“Tú eres una gran pecadora -le reprochó-.
Todos los días y todas las noches le faltas el respeto a Dios. ¿Es posible que
no puedas detener a reflexionar sobre tu vida después de la muerte?”
La pobre mujer se quedó muy deprimida con
las palabras del monje; con sincero arrepentimiento oró a Dios e imploró su
perdón. Pidió también al Todopoderoso que le hiciera encontrar otra manera de
ganar su sustento.
Pero no encontró ningún trabajo diferente,
por lo que, después de haber pasado hambre una semana, volvió a prostituirse.
Solo que ahora, cada vez que entregaba su cuerpo a un extraño, rezaba al Señor y
pedía perdón.
El monje, irritado porque su consejo no
había producido ningún efecto, pensó para sí: “A partir de ahora, voy a contar
cuantos hombres entran en aquella casa hasta el día de la muerte de esta
pecadora”.
Y, desde ese día, el no hizo otra cosa que
vigilar la rutina de la prostituta: por cada hombre que entraba, añadía una
piedra a un montón que se iba formando.
Pasado algún tiempo, el monje volvió a
llamar a la prostituta y le dijo: -¿Ves ese montículo? Cada piedra representa
uno de los pecados que has cometido a pesar de mis advertencias. Ahora te vuelvo
a avisar: ¡Cuidado con las malas acciones!.
La mujer comenzó a temblar al percibir como
aumentaban sus pecados. De regreso a su casa derramó lagrimas de
arrepentimiento, mientras rezaba:
Oh,
Señor, ¿Cuándo me librará vuestra misericordia de esta miserable vida que llevo?

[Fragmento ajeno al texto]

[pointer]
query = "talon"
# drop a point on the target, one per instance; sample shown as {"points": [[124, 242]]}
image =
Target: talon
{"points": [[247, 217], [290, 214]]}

Su ruego fue escuchado, y aquel mismo día
el ángel de la muerte pasó por su casa y se la llevó. Por voluntad de Dios, el
ángel atravesó la calle y también cargó al monje consigo.
El alma de la prostituta subió
inmediatamente al cielo, mientras que los demonios se llevaron al monje al
Infierno. Al cruzarse en la mitad del camino, el monje vió lo que estaba
sucediendo y clamó:
-¡Oh Señor!, ¿Es esta Tu Justicia? Yo que
pasé mi vida en la devoción y en la pobreza ahora soy llevado al infierno,
mientras que esa prostituta, que vivió en constante pecado, está subiendo al
cielo.
Al oír esto, uno de los Ángeles respondió:
-Los designios de Dios son siempre justos.
Tú creías que el amor de Dios se resumía en juzgar el comportamiento del
prójimo. Mientras tú llenabas tu corazón con la impureza del pecado ajeno, esta
mujer oraba fervorosamente día y noche.
Su alma quedó tan leve después de llorar y
rezar, que podemos llevarla hasta el paraíso. La tuya quedó tan cargada de
piedras, que no conseguimos hacerla subir hasta las alturas.